Kamilla Pietrzyk is a Ph.D. Candidate in the Department of Political Science at York University. She is currently completing her dissertation titled “Time, Technology and Troublemakers: ‘fast activism’ and the alter-globalization movement in Canada” under the supervision of professor Leo Panitch. She holds a BA and MA in Media Studies from Western University.
Slowing down fast capitalism?
This paper will argue that one of the major yet generally overlooked continuities between activists of the ‘anti-globalization’ and the Occupy movements is their shared interest in slowing down ‘fast’ or ‘casino capitalism’ by means of a financial transactions tax (FTT). The campaign for the Tobin tax, named after James Tobin, a Nobel-prize winning economist, was first popularized in the late 1990s by the French organization ATTAC (Association pour la taxation des transactions financières et pour l’action citoyenne). With the emergence of the Occupy movement following the financial crisis of 2008, the campaign was rebranded as one advocating a ‘Robin Hood Tax,’ but the idea remained the same: to curb the volatility of financial markets, in effect making the system less sensitive to daily political news and the anticipation of economic policy changes.
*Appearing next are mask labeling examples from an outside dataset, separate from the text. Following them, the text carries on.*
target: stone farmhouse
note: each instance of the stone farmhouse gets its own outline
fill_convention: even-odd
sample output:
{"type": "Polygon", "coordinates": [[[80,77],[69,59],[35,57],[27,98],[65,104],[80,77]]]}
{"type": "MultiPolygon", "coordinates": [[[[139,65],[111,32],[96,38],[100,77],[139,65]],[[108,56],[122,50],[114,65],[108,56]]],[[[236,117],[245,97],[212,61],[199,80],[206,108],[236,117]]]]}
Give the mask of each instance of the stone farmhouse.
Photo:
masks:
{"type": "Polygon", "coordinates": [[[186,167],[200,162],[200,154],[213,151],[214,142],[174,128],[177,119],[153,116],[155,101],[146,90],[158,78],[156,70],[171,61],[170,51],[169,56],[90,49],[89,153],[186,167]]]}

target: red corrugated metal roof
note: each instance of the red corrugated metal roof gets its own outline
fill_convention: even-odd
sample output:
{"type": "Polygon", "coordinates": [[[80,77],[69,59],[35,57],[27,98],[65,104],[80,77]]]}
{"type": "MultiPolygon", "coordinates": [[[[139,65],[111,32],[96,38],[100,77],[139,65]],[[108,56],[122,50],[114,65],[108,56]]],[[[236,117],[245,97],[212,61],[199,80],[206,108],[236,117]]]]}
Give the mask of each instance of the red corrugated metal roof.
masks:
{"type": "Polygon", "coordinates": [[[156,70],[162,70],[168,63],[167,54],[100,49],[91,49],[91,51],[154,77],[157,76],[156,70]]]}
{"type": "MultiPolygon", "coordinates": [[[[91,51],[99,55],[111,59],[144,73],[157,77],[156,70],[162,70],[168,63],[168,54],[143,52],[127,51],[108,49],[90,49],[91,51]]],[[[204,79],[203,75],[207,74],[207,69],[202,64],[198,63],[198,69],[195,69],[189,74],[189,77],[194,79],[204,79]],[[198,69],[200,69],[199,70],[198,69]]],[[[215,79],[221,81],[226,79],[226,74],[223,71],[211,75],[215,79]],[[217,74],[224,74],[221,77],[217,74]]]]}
Using insights of critical political economy, this paper will first theorize the vital role played by mobile, instantaneous information and communication technologies in facilitating the financialization of capital and thereby accelerating capitalism’s inherent propensity toward crisis. The second part of the paper will discuss the trajectory of the Tobin/Robin Hood tax campaign, while the conclusion will provide a critical perspective on the campaign’s promise as well as its potential perils and political limitations.